Conservative support has fallen heavily in Scotland too. The latest polls give the party a tally of just 14 per cent, its worst position since the 2015 general election, while Truss’s personal popularity among Scots is no better than Johnson’s. If the latest poll figures were to be replicated at a general election, the Conservatives could find themselves without a single Scottish MP, just as they did after the 1997 election.
Even so, the swing from the Tories to Labour in these latest Scottish polls is not on the same scale as in recent Britain-wide polls. The 14 per cent tally for the Conservatives represents an 11-point fall on the party’s support since 2019 – little more than half the 20-point drop in the party’s support across Britain as a whole. Meanwhile, the 12-point increase in Labour support is markedly less than the 18-point advance (to 50 per cent) that the party is currently recording across the UK.
This reflects two crucial differences between politics north and south of the border. First, the Scottish Conservative Party is much less popular than its English counterpart and thus it has far fewer votes to lose. Second, the electoral scene is dominated by the SNP, and that dominance has been unaffected by the recent developments at Westminster.
On average, the three latest Scottish polls give the SNP 45 per cent of the vote – exactly in line with the nationalists’ tally in 2019 and little changed from previous polls taken earlier this year. There is little sign that the possibility of a Labour government at Westminster is persuading SNP supporters to change their loyalties. Meanwhile, Nicola Sturgeon’s personal popularity – still very much in positive territory – is undiminished too.
As a result, the prospects are still for no more than a modest increase in Labour’s Scottish representation at Westminster. Even in these latest polls, the party is still as much as 14 points behind the SNP. If the movement since 2019 recorded by the latest polls were to be replicated in each and every constituency, the party would find itself with just seven seats on the current boundaries, up six from 2019 but no more than what the party secured under Jeremy Corbyn’s leadership in 2017.
True, all six gains would come at the expense of the SNP, while anti-SNP tactical voting by some Conservative supporters might boost that tally a little more – though on these poll numbers there will not be many Tory votes left to squeeze. In the meantime, it is the SNP that would pick up the half dozen seats that the Conservatives are at risk of losing, leaving the nationalists’ Westminster representation undiminished.
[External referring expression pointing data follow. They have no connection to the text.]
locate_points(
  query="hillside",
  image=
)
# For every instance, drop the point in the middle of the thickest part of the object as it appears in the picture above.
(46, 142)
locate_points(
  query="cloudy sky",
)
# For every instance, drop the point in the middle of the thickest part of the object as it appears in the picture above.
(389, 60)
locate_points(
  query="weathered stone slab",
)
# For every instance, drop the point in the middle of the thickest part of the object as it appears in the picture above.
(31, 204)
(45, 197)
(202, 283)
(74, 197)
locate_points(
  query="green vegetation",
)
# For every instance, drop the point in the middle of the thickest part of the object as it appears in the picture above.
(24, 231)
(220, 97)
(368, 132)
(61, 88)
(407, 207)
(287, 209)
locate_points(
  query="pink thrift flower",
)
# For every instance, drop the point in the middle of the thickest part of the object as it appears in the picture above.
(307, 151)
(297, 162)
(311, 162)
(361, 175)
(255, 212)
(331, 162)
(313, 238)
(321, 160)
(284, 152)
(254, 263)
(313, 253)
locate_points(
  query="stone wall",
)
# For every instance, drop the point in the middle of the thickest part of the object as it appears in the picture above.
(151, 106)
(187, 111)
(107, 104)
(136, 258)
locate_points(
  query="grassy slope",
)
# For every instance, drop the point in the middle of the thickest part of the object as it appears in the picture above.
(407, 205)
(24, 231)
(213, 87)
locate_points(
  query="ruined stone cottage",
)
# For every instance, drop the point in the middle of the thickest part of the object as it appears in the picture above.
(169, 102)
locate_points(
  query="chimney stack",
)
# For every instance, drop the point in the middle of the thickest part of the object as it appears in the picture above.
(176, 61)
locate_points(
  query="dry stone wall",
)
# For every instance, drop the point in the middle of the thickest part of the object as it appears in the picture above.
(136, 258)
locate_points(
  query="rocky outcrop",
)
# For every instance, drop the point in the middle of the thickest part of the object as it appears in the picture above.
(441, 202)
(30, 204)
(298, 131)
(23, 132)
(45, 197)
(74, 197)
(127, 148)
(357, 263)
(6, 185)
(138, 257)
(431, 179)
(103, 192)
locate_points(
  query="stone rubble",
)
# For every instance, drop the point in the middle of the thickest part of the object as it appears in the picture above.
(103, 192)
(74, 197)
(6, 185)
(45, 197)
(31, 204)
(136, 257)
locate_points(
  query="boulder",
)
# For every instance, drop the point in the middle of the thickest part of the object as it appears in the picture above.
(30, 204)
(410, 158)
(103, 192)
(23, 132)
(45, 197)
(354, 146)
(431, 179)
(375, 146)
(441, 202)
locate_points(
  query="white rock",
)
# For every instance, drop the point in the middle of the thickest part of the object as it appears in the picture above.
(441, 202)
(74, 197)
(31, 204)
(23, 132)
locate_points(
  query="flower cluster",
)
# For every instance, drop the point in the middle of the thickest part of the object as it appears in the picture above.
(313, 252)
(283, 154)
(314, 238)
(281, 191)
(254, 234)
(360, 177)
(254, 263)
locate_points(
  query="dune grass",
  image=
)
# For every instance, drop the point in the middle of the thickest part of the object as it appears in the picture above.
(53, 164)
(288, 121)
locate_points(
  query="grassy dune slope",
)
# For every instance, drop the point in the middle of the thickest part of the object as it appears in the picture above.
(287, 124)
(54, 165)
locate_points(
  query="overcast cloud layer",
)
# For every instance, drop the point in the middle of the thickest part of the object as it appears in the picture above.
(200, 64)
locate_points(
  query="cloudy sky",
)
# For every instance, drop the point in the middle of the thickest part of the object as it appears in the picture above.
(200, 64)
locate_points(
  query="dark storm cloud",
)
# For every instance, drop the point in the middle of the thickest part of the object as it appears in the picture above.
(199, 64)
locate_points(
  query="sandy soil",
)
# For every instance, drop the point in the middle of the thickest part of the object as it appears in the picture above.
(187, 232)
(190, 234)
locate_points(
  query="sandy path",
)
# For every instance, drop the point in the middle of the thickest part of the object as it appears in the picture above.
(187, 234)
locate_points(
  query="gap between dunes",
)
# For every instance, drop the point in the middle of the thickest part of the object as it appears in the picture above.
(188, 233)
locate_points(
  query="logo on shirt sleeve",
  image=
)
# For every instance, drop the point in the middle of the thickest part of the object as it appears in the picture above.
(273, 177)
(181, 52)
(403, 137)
To make serious inroads into the SNP’s dominance, Labour will likely have to reduce the nationalists’ lead down to ten points or less. But with the Conservatives already down to little more than their core vote, it is unlikely Labour can gain much more from them (nearly one in five of those who voted for the Scottish Conservatives in 2019 have already switched to Labour). Instead, the party is going to have to take voters from the SNP.
This will not be easy. The SNP’s electoral dominance is founded on the party’s ability to command the support of that half of the Scottish electorate (and the latest polls suggest that support for independence remains at around 49 per cent) that wishes to leave the UK. Three quarters of those who voted for independence in 2014 still back the SNP, while the figure for those who currently support it is even higher. Labour, by contrast, is still largely fishing in unionist waters. The key question that still faces the party in Scotland is what it can say to persuade independence supporters to switch their allegiance.